Use it to fix local problems, not global ones. The more specific the problem you’re trying to solve, the more GPT can help. Give it constraints and specific details.
Enhance, don’t replace. GPT can’t do your thinking for you, but it can definitely improve it. It’s like a super-genius intern, but you’re still the boss.
There is a lot here, with a lot of examples that are helpful as one builds a skill set using this AI tool. Read the whole thing.
“As a creative, GPT lets me focus more on coming up with interesting ideas and less on executing them. It’s made me a better consumer and a better creator, and it can do the same for you.” — David Perell
Mustafa Suleyman on the Coming AI Wave
The DeepMind co-founder believes society isn’t ready for what’s coming.
Mustafa Suleyman is a British entrepreneur and co-founder of DeepMind Technologies, which was acquired by Google in 2014. His current project is Inflection AI and their chatbot Pi (standing for personal intelligence).
Suleyman recently published The Coming Wave: Technology, Power, and the 21st Century’s Greatest Dilemma (more on the book in a future edition), and he’s been doing the rounds of podcast interviews and press appearances. He aims to raise awareness about just how impactful the next wave of technological advances (AI, synthetic biology, quantum computing, and more) are likely to be for society — and to spur industry and government to begin preparing for and mitigating these risks now.
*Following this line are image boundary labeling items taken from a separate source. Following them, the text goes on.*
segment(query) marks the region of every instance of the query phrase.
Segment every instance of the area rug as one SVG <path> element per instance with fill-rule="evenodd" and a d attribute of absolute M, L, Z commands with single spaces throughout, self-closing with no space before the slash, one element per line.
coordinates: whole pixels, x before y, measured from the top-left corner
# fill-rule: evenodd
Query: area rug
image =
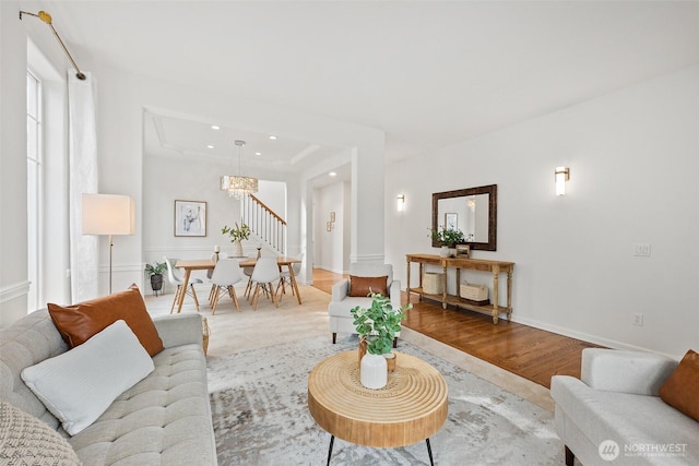
<path fill-rule="evenodd" d="M 209 390 L 221 465 L 322 465 L 330 434 L 308 411 L 308 373 L 323 358 L 355 349 L 327 336 L 215 357 Z M 430 439 L 437 465 L 562 464 L 562 444 L 552 413 L 414 345 L 399 351 L 441 372 L 449 387 L 449 416 Z M 335 439 L 332 465 L 429 464 L 425 442 L 372 449 Z"/>

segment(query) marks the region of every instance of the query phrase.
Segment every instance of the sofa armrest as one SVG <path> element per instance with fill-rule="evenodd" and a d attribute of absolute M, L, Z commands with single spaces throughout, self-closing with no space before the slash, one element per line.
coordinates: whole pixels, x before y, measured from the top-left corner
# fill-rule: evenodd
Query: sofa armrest
<path fill-rule="evenodd" d="M 676 367 L 677 361 L 652 353 L 585 348 L 580 379 L 596 390 L 659 396 Z"/>
<path fill-rule="evenodd" d="M 343 278 L 332 286 L 332 301 L 340 302 L 350 295 L 350 280 Z"/>
<path fill-rule="evenodd" d="M 391 307 L 401 309 L 401 280 L 394 279 L 389 288 L 389 297 L 391 298 Z"/>
<path fill-rule="evenodd" d="M 204 332 L 199 314 L 154 315 L 153 323 L 166 348 L 191 343 L 202 344 Z"/>

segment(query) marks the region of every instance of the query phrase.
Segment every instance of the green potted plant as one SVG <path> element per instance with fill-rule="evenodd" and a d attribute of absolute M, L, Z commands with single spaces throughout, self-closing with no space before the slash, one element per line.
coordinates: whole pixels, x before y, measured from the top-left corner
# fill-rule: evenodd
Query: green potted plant
<path fill-rule="evenodd" d="M 439 229 L 430 230 L 430 235 L 433 241 L 439 243 L 442 248 L 441 255 L 449 256 L 449 249 L 454 249 L 457 244 L 461 244 L 465 241 L 465 237 L 463 236 L 463 231 L 457 228 L 440 227 Z"/>
<path fill-rule="evenodd" d="M 163 289 L 163 274 L 167 271 L 167 264 L 165 262 L 154 262 L 153 264 L 145 264 L 145 275 L 151 277 L 151 289 L 157 291 Z"/>
<path fill-rule="evenodd" d="M 240 226 L 238 226 L 238 223 L 236 222 L 235 228 L 230 228 L 227 225 L 224 225 L 221 229 L 221 232 L 230 237 L 230 242 L 233 242 L 233 244 L 236 247 L 235 255 L 241 258 L 242 240 L 250 239 L 250 235 L 252 234 L 250 227 L 247 224 L 240 224 Z"/>
<path fill-rule="evenodd" d="M 391 355 L 395 334 L 401 331 L 401 320 L 405 318 L 405 311 L 413 304 L 405 304 L 394 309 L 391 299 L 371 292 L 371 306 L 368 309 L 357 306 L 350 311 L 354 318 L 354 326 L 359 334 L 360 343 L 366 344 L 367 354 L 360 355 L 360 382 L 367 389 L 381 389 L 388 382 L 387 355 Z"/>

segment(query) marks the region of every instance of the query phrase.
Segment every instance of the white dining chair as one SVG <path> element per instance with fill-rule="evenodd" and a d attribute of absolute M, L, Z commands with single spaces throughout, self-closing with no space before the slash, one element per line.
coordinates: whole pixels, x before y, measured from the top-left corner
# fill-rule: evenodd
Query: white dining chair
<path fill-rule="evenodd" d="M 216 306 L 223 290 L 228 291 L 228 296 L 236 304 L 236 309 L 240 312 L 238 297 L 236 296 L 235 285 L 242 279 L 242 272 L 236 259 L 220 259 L 211 275 L 211 283 L 214 286 L 214 294 L 211 300 L 211 315 L 216 313 Z"/>
<path fill-rule="evenodd" d="M 258 309 L 258 298 L 260 290 L 269 292 L 275 307 L 280 307 L 276 301 L 276 291 L 274 282 L 280 279 L 280 266 L 276 264 L 276 258 L 259 258 L 252 271 L 251 282 L 254 283 L 254 292 L 252 294 L 252 309 Z"/>
<path fill-rule="evenodd" d="M 197 312 L 199 312 L 199 299 L 197 299 L 197 291 L 194 291 L 194 284 L 201 284 L 203 282 L 199 278 L 190 277 L 189 286 L 187 287 L 188 289 L 182 289 L 185 288 L 185 276 L 180 271 L 175 268 L 175 264 L 177 264 L 177 259 L 165 258 L 165 263 L 167 264 L 167 279 L 169 280 L 170 285 L 177 287 L 175 289 L 175 298 L 173 298 L 173 306 L 170 306 L 170 314 L 175 309 L 175 303 L 179 299 L 180 292 L 186 292 L 187 295 L 192 297 L 192 299 L 194 300 L 194 306 L 197 307 Z"/>

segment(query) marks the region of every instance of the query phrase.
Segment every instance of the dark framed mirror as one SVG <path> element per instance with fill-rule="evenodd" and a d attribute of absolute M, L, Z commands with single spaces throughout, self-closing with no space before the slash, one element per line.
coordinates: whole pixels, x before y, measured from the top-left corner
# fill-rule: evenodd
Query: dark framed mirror
<path fill-rule="evenodd" d="M 436 192 L 433 194 L 433 230 L 442 227 L 463 231 L 465 244 L 483 251 L 497 250 L 498 186 Z M 433 247 L 439 248 L 433 240 Z"/>

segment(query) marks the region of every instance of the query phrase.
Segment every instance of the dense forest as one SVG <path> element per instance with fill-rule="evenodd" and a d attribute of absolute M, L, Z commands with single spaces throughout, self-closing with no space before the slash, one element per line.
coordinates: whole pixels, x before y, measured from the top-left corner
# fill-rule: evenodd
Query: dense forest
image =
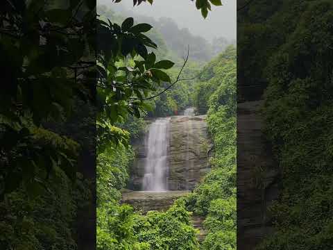
<path fill-rule="evenodd" d="M 102 9 L 101 19 L 121 22 L 119 23 L 121 26 L 126 23 L 119 14 Z M 156 61 L 166 57 L 176 62 L 173 67 L 165 70 L 171 79 L 176 79 L 181 70 L 177 67 L 182 62 L 180 51 L 168 46 L 163 35 L 154 28 L 147 36 L 157 42 Z M 183 42 L 182 37 L 173 39 Z M 186 46 L 183 47 L 185 51 L 182 52 L 186 53 Z M 150 111 L 142 113 L 140 118 L 129 115 L 115 124 L 128 139 L 109 143 L 98 152 L 99 250 L 236 249 L 236 49 L 232 45 L 225 49 L 205 65 L 190 57 L 181 78 L 191 80 L 177 82 L 163 94 L 148 100 Z M 189 53 L 191 55 L 191 49 Z M 137 59 L 131 60 L 121 63 L 130 65 Z M 167 85 L 164 84 L 157 89 L 157 92 L 166 88 Z M 142 215 L 130 206 L 120 204 L 121 192 L 126 188 L 130 162 L 135 157 L 130 138 L 144 133 L 144 117 L 176 115 L 191 106 L 198 112 L 207 114 L 214 144 L 210 160 L 212 171 L 191 193 L 176 200 L 165 212 L 151 211 Z M 207 235 L 201 244 L 191 220 L 194 214 L 205 217 Z"/>
<path fill-rule="evenodd" d="M 239 19 L 239 82 L 265 90 L 266 135 L 282 176 L 275 233 L 259 249 L 331 249 L 332 2 L 256 1 Z"/>

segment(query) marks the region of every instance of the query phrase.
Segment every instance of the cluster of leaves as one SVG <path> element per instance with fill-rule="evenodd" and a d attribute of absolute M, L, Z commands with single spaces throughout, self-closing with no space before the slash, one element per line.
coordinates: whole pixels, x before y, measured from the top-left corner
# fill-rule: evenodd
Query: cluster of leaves
<path fill-rule="evenodd" d="M 275 15 L 292 25 L 281 33 L 287 39 L 279 49 L 266 56 L 263 73 L 268 82 L 265 129 L 282 172 L 283 188 L 271 207 L 275 232 L 259 249 L 330 249 L 333 5 L 325 0 L 299 6 L 283 2 L 283 13 Z M 275 26 L 278 21 L 272 17 L 266 22 Z"/>
<path fill-rule="evenodd" d="M 144 124 L 134 123 L 142 122 L 151 93 L 170 84 L 162 69 L 173 62 L 157 60 L 149 52 L 149 47 L 157 49 L 143 34 L 152 28 L 149 24 L 135 24 L 130 17 L 121 25 L 108 22 L 99 20 L 98 29 L 97 249 L 197 249 L 196 231 L 183 206 L 146 217 L 119 204 L 133 156 L 130 133 L 123 128 L 134 137 L 140 133 Z M 159 222 L 153 230 L 147 226 L 151 220 Z"/>
<path fill-rule="evenodd" d="M 89 0 L 1 3 L 1 249 L 76 247 L 78 206 L 89 198 L 82 145 L 47 124 L 66 121 L 76 98 L 94 98 L 95 17 Z"/>
<path fill-rule="evenodd" d="M 149 249 L 198 250 L 198 232 L 192 226 L 191 215 L 180 200 L 166 212 L 150 211 L 137 218 L 139 240 L 149 244 Z"/>
<path fill-rule="evenodd" d="M 110 19 L 113 22 L 119 23 L 119 22 L 122 22 L 125 19 L 125 18 L 119 13 L 116 15 L 105 6 L 99 8 L 99 11 L 100 12 L 101 15 L 100 18 L 105 22 L 108 22 L 108 19 Z M 156 42 L 156 44 L 158 45 L 158 50 L 156 51 L 154 50 L 153 48 L 148 47 L 147 48 L 148 53 L 153 51 L 153 53 L 156 54 L 156 60 L 162 60 L 161 58 L 162 58 L 164 56 L 166 56 L 167 58 L 172 58 L 173 60 L 175 60 L 176 65 L 182 65 L 182 59 L 179 58 L 177 56 L 173 55 L 175 53 L 166 48 L 165 42 L 162 38 L 162 35 L 156 31 L 157 28 L 155 26 L 159 23 L 153 23 L 155 26 L 154 28 L 152 28 L 148 31 L 146 33 L 146 35 L 153 40 L 154 42 Z M 161 24 L 160 24 L 162 25 Z M 179 41 L 182 41 L 182 39 L 178 39 Z M 185 49 L 185 47 L 182 46 L 182 49 L 183 50 L 182 51 L 182 54 L 184 53 L 184 49 Z M 175 54 L 176 53 L 177 53 Z M 192 48 L 191 48 L 190 54 L 191 58 L 193 58 Z M 135 65 L 135 62 L 133 59 L 128 60 L 128 61 L 129 65 Z M 123 67 L 126 65 L 123 62 L 121 65 Z M 182 78 L 191 79 L 194 78 L 198 73 L 198 66 L 199 65 L 196 62 L 188 62 L 186 67 L 184 68 L 182 72 Z M 180 70 L 181 67 L 173 67 L 173 68 L 166 71 L 167 74 L 170 76 L 172 82 L 174 82 L 176 80 Z M 172 115 L 175 113 L 177 113 L 178 110 L 183 110 L 185 107 L 191 105 L 191 99 L 189 97 L 191 97 L 194 83 L 194 80 L 178 81 L 177 84 L 176 84 L 169 91 L 161 94 L 154 99 L 146 100 L 146 103 L 151 107 L 148 108 L 148 116 L 163 117 L 166 115 Z M 169 83 L 168 82 L 162 83 L 160 86 L 156 86 L 155 92 L 160 92 L 164 89 L 168 88 L 169 85 Z M 146 105 L 144 108 L 147 108 L 148 105 Z M 141 116 L 142 116 L 144 112 L 142 110 L 140 111 L 140 114 Z M 126 124 L 124 125 L 125 127 L 126 127 Z"/>
<path fill-rule="evenodd" d="M 109 143 L 128 140 L 126 131 L 114 127 L 128 115 L 139 118 L 151 110 L 145 101 L 151 92 L 171 78 L 163 69 L 173 66 L 167 60 L 157 61 L 148 48 L 157 45 L 144 33 L 152 28 L 148 24 L 135 24 L 132 17 L 121 26 L 99 19 L 97 60 L 97 134 L 99 150 Z"/>
<path fill-rule="evenodd" d="M 213 90 L 208 100 L 207 124 L 213 144 L 212 170 L 185 198 L 187 209 L 206 217 L 208 234 L 202 249 L 236 249 L 236 50 L 228 48 L 204 69 L 196 95 Z M 198 98 L 198 97 L 197 97 Z M 197 102 L 197 103 L 201 103 Z M 197 107 L 198 109 L 200 107 Z M 199 109 L 200 110 L 200 109 Z"/>
<path fill-rule="evenodd" d="M 194 1 L 194 0 L 191 0 Z M 115 3 L 119 3 L 121 0 L 112 0 Z M 142 2 L 148 1 L 149 3 L 153 4 L 153 0 L 133 0 L 133 5 L 139 5 Z M 221 6 L 222 3 L 221 0 L 196 0 L 196 7 L 198 10 L 201 10 L 201 14 L 205 18 L 208 15 L 208 10 L 212 10 L 212 4 L 215 6 Z"/>

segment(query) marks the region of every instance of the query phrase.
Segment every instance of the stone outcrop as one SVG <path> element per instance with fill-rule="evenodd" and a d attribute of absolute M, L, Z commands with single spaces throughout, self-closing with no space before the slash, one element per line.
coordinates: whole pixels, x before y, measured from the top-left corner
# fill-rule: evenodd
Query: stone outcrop
<path fill-rule="evenodd" d="M 123 192 L 121 202 L 133 206 L 136 212 L 146 215 L 148 211 L 165 211 L 168 210 L 175 200 L 189 192 L 187 190 L 125 192 Z"/>
<path fill-rule="evenodd" d="M 212 147 L 205 115 L 174 116 L 170 120 L 169 151 L 169 190 L 191 190 L 209 171 L 207 152 Z M 136 158 L 131 167 L 128 188 L 141 190 L 146 157 L 146 138 L 134 144 Z"/>
<path fill-rule="evenodd" d="M 237 103 L 237 249 L 251 250 L 272 232 L 267 208 L 280 174 L 262 131 L 261 101 Z"/>
<path fill-rule="evenodd" d="M 165 211 L 176 200 L 183 195 L 189 193 L 188 190 L 167 191 L 167 192 L 148 192 L 148 191 L 123 191 L 123 203 L 133 206 L 136 212 L 146 215 L 148 211 Z M 192 223 L 195 228 L 199 231 L 198 240 L 202 241 L 207 234 L 203 228 L 205 217 L 202 216 L 192 216 Z"/>

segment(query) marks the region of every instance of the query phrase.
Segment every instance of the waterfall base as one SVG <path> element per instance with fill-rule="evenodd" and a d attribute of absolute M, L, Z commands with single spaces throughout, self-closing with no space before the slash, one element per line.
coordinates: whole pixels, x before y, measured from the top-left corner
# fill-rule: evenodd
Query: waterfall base
<path fill-rule="evenodd" d="M 130 191 L 123 192 L 122 203 L 130 204 L 133 206 L 136 212 L 146 215 L 148 211 L 165 211 L 176 200 L 182 196 L 189 194 L 189 190 L 181 191 Z M 198 240 L 201 242 L 207 234 L 203 228 L 204 217 L 192 216 L 192 223 L 195 228 L 199 230 Z"/>

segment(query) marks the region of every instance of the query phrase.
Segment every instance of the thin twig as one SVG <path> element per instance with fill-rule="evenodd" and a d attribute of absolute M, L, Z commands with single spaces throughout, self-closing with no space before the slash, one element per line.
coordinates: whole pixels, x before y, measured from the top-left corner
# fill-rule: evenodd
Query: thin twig
<path fill-rule="evenodd" d="M 182 74 L 182 70 L 184 69 L 184 68 L 186 66 L 186 64 L 187 63 L 187 61 L 189 60 L 189 46 L 187 49 L 187 56 L 186 57 L 186 59 L 184 60 L 184 63 L 182 66 L 182 68 L 180 69 L 180 71 L 179 72 L 179 74 L 178 74 L 178 76 L 177 76 L 177 78 L 176 79 L 176 81 L 172 83 L 170 85 L 169 85 L 167 88 L 166 88 L 165 89 L 164 89 L 162 91 L 161 91 L 160 93 L 155 94 L 155 95 L 153 95 L 152 97 L 148 97 L 148 98 L 145 98 L 145 99 L 140 99 L 142 101 L 146 101 L 146 100 L 150 100 L 150 99 L 154 99 L 157 97 L 158 97 L 159 95 L 163 94 L 164 92 L 165 92 L 166 90 L 168 90 L 169 89 L 170 89 L 172 86 L 173 86 L 176 83 L 177 83 L 178 81 L 185 81 L 186 79 L 180 79 L 180 75 Z"/>

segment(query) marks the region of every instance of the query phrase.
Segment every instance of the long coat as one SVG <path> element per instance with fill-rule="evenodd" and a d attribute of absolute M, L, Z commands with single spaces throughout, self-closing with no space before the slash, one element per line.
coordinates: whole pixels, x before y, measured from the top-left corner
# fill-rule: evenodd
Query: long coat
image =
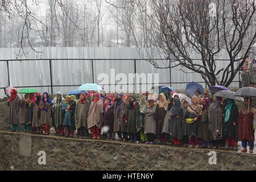
<path fill-rule="evenodd" d="M 163 126 L 167 111 L 164 107 L 159 107 L 158 104 L 156 104 L 156 110 L 155 114 L 155 118 L 156 121 L 156 136 L 158 136 L 161 135 L 163 130 Z"/>
<path fill-rule="evenodd" d="M 125 102 L 120 104 L 119 111 L 118 112 L 118 102 L 114 104 L 114 132 L 126 132 L 127 123 L 125 123 L 125 117 L 126 115 L 126 106 Z"/>
<path fill-rule="evenodd" d="M 236 105 L 233 105 L 230 110 L 229 119 L 224 122 L 224 136 L 225 138 L 232 137 L 236 141 L 238 139 L 237 121 L 238 120 L 238 114 L 237 106 Z M 234 125 L 233 123 L 235 123 L 236 125 Z"/>
<path fill-rule="evenodd" d="M 92 101 L 87 116 L 88 128 L 90 129 L 94 126 L 101 128 L 103 125 L 103 113 L 102 100 L 100 99 L 97 102 Z"/>
<path fill-rule="evenodd" d="M 51 125 L 51 104 L 43 102 L 40 102 L 39 108 L 41 110 L 41 118 L 40 119 L 40 122 L 42 125 Z M 48 111 L 46 111 L 43 109 L 44 107 L 48 109 Z"/>
<path fill-rule="evenodd" d="M 58 102 L 54 106 L 54 121 L 56 127 L 63 125 L 64 115 L 61 113 L 61 105 L 62 102 Z"/>
<path fill-rule="evenodd" d="M 183 110 L 180 107 L 180 109 L 174 113 L 172 113 L 171 115 L 170 130 L 171 138 L 182 139 L 183 114 Z"/>
<path fill-rule="evenodd" d="M 210 141 L 210 131 L 209 131 L 208 109 L 203 111 L 202 117 L 199 121 L 198 138 L 204 141 Z"/>
<path fill-rule="evenodd" d="M 134 106 L 129 107 L 127 109 L 127 132 L 129 133 L 135 134 L 137 131 L 136 127 L 136 118 L 138 105 L 135 105 L 135 108 Z"/>
<path fill-rule="evenodd" d="M 41 126 L 40 122 L 40 115 L 41 109 L 40 109 L 40 105 L 42 104 L 42 100 L 39 101 L 39 106 L 38 106 L 36 102 L 35 102 L 33 108 L 33 119 L 32 120 L 32 127 L 40 127 Z"/>
<path fill-rule="evenodd" d="M 247 140 L 254 141 L 254 132 L 253 129 L 253 117 L 254 114 L 250 112 L 248 114 L 243 114 L 242 111 L 238 117 L 238 140 Z"/>
<path fill-rule="evenodd" d="M 209 107 L 208 110 L 208 119 L 209 119 L 209 130 L 210 131 L 210 136 L 212 140 L 221 139 L 224 137 L 224 109 L 220 104 L 216 109 L 210 110 L 212 104 Z"/>
<path fill-rule="evenodd" d="M 27 102 L 25 100 L 22 100 L 19 101 L 19 106 L 21 109 L 21 119 L 20 124 L 26 123 L 27 122 Z"/>
<path fill-rule="evenodd" d="M 104 126 L 108 126 L 109 131 L 113 132 L 114 130 L 114 106 L 113 105 L 108 110 L 105 109 L 104 111 Z"/>
<path fill-rule="evenodd" d="M 76 127 L 78 129 L 81 127 L 87 127 L 87 116 L 88 115 L 90 102 L 86 100 L 85 103 L 81 104 L 80 101 L 77 102 L 75 111 L 75 121 Z"/>
<path fill-rule="evenodd" d="M 9 102 L 8 105 L 10 104 L 10 112 L 9 112 L 9 123 L 11 124 L 19 124 L 19 98 L 16 96 L 12 102 Z"/>
<path fill-rule="evenodd" d="M 145 134 L 156 133 L 156 121 L 155 119 L 155 114 L 156 110 L 156 105 L 151 107 L 147 107 L 145 111 Z"/>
His wide-ranging interview on the 80,000 Hours podcast is worth your time to better understand what we might expect in the next five, ten, or twenty years. You’ll hear about his expectations for computation increases and what that will mean for AI capabilities, near-term risks of misuse versus longer-term risks of superintelligence, governance and alignment challenges, and initial thoughts on what a workable legal and regulatory framework could look like.1
If you just want the highlights, here’s the Claude 2 summary of the transcript:
Here is a summary of the key points from the transcript:
Mustafa Suleyman, co-founder of DeepMind and Inflection AI, discusses the opportunities and risks of advancing AI capabilities.
He believes advanced AI could greatly improve human conditions but also lead to disaster if misused or if it becomes misaligned. Policy is lagging behind technological capabilities.
Suleyman tried to get more external oversight at Google/DeepMind but faced challenges. Broader representation in AI decision making is difficult but important.
At Inflection AI, Suleyman is focused on building helpful personal AIs. He argues this doesn't directly speed up capabilities he thinks are risky, like autonomy.
He supports some AI safety research but believes “superintelligence” fears have been a distraction. The main risk now is proliferation of power if AI becomes widely accessible.
Suleyman advocates for government audits, oversight, and some mandatory commitments on AI companies to manage risks. But he notes benefits often require some tradeoffs with harms.
Overall he argues we must take safety seriously but also continue advancing capabilities to understand the technology and work towards beneficial outcomes.
That’s all we have for this edition of Confluence. We will leave you with something cool: For those of us who love the idea of creating music but lack the skill to do so, check out Stable Audio …
AI Disclosure: We used generative AI in creating imagery for this post. We also use it selectively as a summarizer of content and as an editor and proofreader.
On legal and regulatory front, government and industry leaders in the U.S. took some initial steps in that direction on September 13’s AI Insight Forum on Capitol Hill.